According to Trump he did not lose, he was cheated out of a legitimate win by voter fraud and ballot stuffing.  Accordingly, he has filed lawsuits in those critical states with narrow margins of victory for Biden — so far without tangible success — to block certification of the vote and persuade Republican legislatures to overturn the state vote as fraudulent and award the electoral votes to him. 

Trump’s window of action is narrowing.  A major target state was Michigan with 20 electoral votes.  However, Democratic Governor Gretchen Whitmer has now certified Biden’s victory meaning he should get its electoral votes. 

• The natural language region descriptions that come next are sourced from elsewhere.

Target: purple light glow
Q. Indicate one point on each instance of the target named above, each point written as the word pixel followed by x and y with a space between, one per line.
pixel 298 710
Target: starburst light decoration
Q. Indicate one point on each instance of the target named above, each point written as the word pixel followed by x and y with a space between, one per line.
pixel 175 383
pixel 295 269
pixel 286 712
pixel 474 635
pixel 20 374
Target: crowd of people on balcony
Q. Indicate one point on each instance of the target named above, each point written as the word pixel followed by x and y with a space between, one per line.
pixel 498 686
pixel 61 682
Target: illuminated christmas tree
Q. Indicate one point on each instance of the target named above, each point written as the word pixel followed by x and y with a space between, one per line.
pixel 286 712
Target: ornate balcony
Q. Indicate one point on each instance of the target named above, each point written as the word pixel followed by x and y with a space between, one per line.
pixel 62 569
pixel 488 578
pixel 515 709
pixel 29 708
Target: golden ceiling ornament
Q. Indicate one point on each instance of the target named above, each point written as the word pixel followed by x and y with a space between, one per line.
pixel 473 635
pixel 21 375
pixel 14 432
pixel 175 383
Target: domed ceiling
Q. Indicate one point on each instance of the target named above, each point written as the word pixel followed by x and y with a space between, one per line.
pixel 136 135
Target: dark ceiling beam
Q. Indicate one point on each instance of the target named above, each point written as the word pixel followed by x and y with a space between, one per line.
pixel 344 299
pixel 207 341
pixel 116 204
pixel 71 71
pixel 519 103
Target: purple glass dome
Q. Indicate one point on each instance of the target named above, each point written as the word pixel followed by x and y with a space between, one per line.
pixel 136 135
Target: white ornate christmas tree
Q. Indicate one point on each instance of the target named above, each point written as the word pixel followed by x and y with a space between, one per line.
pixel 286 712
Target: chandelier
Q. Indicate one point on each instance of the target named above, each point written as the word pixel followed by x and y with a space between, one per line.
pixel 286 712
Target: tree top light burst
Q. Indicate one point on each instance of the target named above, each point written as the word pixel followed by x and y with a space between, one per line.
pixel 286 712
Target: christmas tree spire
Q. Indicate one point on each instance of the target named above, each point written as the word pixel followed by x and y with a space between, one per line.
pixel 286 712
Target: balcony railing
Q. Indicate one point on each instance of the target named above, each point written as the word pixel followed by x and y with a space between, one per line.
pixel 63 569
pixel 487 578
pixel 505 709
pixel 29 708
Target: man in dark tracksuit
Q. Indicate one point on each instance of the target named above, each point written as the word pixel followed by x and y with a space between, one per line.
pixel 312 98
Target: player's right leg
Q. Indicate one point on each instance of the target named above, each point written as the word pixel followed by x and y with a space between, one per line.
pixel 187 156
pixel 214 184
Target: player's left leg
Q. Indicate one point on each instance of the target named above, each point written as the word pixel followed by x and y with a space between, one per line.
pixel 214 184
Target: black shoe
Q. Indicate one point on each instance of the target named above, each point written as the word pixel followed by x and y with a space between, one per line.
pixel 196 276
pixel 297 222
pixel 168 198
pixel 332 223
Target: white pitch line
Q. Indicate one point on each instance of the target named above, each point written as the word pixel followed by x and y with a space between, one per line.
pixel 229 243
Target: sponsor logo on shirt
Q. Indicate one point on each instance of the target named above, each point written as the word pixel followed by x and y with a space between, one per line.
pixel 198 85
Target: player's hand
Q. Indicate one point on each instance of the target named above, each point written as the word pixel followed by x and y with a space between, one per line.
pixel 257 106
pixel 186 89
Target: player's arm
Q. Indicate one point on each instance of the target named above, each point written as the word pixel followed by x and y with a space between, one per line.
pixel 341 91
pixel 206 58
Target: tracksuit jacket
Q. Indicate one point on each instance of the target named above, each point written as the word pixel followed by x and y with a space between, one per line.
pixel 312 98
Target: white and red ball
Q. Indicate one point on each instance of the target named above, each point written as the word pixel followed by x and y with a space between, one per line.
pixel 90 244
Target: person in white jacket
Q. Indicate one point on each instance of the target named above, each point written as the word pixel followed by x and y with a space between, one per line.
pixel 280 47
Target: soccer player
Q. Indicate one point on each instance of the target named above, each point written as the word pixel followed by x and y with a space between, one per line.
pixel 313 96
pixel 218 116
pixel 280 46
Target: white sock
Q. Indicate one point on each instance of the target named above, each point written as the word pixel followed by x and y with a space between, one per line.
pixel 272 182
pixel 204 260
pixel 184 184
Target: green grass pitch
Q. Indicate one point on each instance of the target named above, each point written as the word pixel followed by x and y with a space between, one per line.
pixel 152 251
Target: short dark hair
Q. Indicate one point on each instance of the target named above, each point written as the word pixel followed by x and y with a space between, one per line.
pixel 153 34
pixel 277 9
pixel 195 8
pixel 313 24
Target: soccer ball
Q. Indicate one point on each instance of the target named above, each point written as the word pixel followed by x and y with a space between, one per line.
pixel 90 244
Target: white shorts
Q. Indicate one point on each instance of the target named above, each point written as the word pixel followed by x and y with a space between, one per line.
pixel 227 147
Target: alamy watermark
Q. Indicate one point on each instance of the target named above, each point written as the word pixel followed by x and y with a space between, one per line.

While Trump’s shenanigans continue, the world faces a real danger of melting ice sheets and glaciers.  A long term denier of global warming, Mr. Trump now accepts it but believes the earth will right itself without any effort by humans. 

Scientists meanwhile are particularly concerned with the Florida-sized Thwaites glacier in the Antarctic.  Its collapse they fear could destabilize surrounding glaciers eventually causing catastrophic global sea level rises measured not in inches but feet. 

The glacier rises 60 to 75 feet above water across its 75 mile face.  Remembering that 90 percent of it is under gives some notion of the quantity of ice.  The Nathaniel B. Palmer research vessel is conducting a survey this winter for the first time as part of a five-year international research program to learn just how fast the glacier is melting and how much it might be adding to rising seas. 

The problem is the shape of the glacier under the water and the warming waters eating away that core while the ice on top gets thicker and thicker as the glacier retreats inland.  At some point the glacier is likely to collapse of its own weight into the ocean.  Scientists who have modeled the scenario fear the process is unstoppable once it starts.  Worse it puts much of the West Antarctic ice sheet at risk of following it into the sea.  Any wonder then that Thwaites is also known as the Doomsday glacier. 

At the other pole the Greenland ice sheet had a record-breaking 2019, shedding the most ice since 1948 — an estimated 532 billion tons.  It of course increases coastal flooding along the eastern seaboard particularly the Carolinas and Florida.  Fortunately for the residents, the 2020 melt from Greenland, while well above the 1981 to 2010 average, was lower than recent years particularly 2019.

Donald Trump does not believe he lost the election and he does not believe in global warming.  Christmas is just around the corner and it’s reassuring to know he believes in Santa Claus . . . and the tooth fairy.